Edition · July 20, 2021

Trump’s Tax-Fraud Blowback Keeps Piling Up

A backfill look at July 20, 2021, when the Trump Organization’s tax mess was still metastasizing and the legal exposure around Trump-world kept widening.

On July 20, 2021, the Trump orbit was still eating the consequences of the Manhattan tax-fraud case, with a judge’s earlier refusal to let the Trump Organization’s criminal exposure simply disappear continuing to hang over the company and its closest finance people. The day did not deliver a fresh blockbuster indictment, but it did mark the steady, very unsexy kind of legal deterioration that matters: the kind that makes lenders, partners, and anyone thinking about doing business with Trump look at the balance sheet and the subpoena pile at the same time.

Closing take

This was not a single-day knockout punch. It was another day in which the Trump brand kept looking less like a fortress and more like a long-running internal-audit disaster with a golf-course logo.

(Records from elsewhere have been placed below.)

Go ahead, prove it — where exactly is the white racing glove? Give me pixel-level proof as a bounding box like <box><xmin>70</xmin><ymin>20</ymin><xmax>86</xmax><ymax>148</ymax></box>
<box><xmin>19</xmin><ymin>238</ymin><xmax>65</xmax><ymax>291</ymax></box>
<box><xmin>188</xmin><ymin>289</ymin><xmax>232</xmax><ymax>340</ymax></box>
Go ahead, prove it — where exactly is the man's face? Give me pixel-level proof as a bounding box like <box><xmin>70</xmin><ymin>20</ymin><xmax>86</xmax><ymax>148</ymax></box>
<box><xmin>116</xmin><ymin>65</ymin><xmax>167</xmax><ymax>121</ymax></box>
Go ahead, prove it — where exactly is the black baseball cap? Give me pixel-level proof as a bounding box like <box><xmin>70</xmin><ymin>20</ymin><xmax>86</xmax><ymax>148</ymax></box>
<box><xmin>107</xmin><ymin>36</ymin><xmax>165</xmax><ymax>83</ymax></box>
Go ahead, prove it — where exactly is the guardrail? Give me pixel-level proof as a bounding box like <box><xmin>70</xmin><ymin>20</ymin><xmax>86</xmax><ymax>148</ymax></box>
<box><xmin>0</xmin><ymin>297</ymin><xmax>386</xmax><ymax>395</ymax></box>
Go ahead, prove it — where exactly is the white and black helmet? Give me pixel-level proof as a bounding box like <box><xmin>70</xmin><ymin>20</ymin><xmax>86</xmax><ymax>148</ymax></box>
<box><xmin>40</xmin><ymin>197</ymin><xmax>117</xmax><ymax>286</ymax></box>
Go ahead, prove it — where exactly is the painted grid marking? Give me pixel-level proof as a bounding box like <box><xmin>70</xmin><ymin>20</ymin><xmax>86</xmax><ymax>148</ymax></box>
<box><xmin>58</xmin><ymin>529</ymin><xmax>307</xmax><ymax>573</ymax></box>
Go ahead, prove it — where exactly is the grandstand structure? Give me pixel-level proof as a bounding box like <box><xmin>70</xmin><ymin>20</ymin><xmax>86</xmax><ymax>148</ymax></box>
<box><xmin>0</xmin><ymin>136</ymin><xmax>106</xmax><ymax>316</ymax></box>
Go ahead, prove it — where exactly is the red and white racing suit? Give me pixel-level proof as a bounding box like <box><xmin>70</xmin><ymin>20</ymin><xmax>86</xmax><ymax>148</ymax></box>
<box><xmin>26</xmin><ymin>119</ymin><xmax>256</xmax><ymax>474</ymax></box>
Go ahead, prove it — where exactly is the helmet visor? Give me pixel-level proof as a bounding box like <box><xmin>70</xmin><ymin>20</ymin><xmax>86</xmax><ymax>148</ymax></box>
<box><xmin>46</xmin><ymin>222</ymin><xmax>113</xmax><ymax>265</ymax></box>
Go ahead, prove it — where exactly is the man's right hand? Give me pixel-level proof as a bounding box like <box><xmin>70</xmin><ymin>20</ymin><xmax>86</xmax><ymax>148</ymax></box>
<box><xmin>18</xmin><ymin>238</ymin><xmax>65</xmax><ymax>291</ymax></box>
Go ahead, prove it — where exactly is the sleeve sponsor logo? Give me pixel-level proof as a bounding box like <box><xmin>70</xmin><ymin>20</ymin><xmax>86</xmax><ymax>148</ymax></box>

Ranked by how bad the fuckup was

5 stars means maximum fallout. 1 star means a smaller self-own.

Story

Trump’s Tax Case Kept Spreading, and the Brand Damage Wasn’t Done Yet

★★★★☆Fuckup rating 4/5 Serious fuckup

The Trump Organization’s criminal tax-fraud case was still reverberating on July 20, 2021, with the July 1 indictment against the company and Allen Weisselberg continuing to define the legal and political news cycle around Trump-world. The underlying accusation was not some fuzzy process complaint; prosecutors said the business ran a long scheme to hide compensation, and the fallout already included a very public criminal case against the company’s top finance lieutenant. That is the sort of thing that does not stay contained inside a courthouse docket.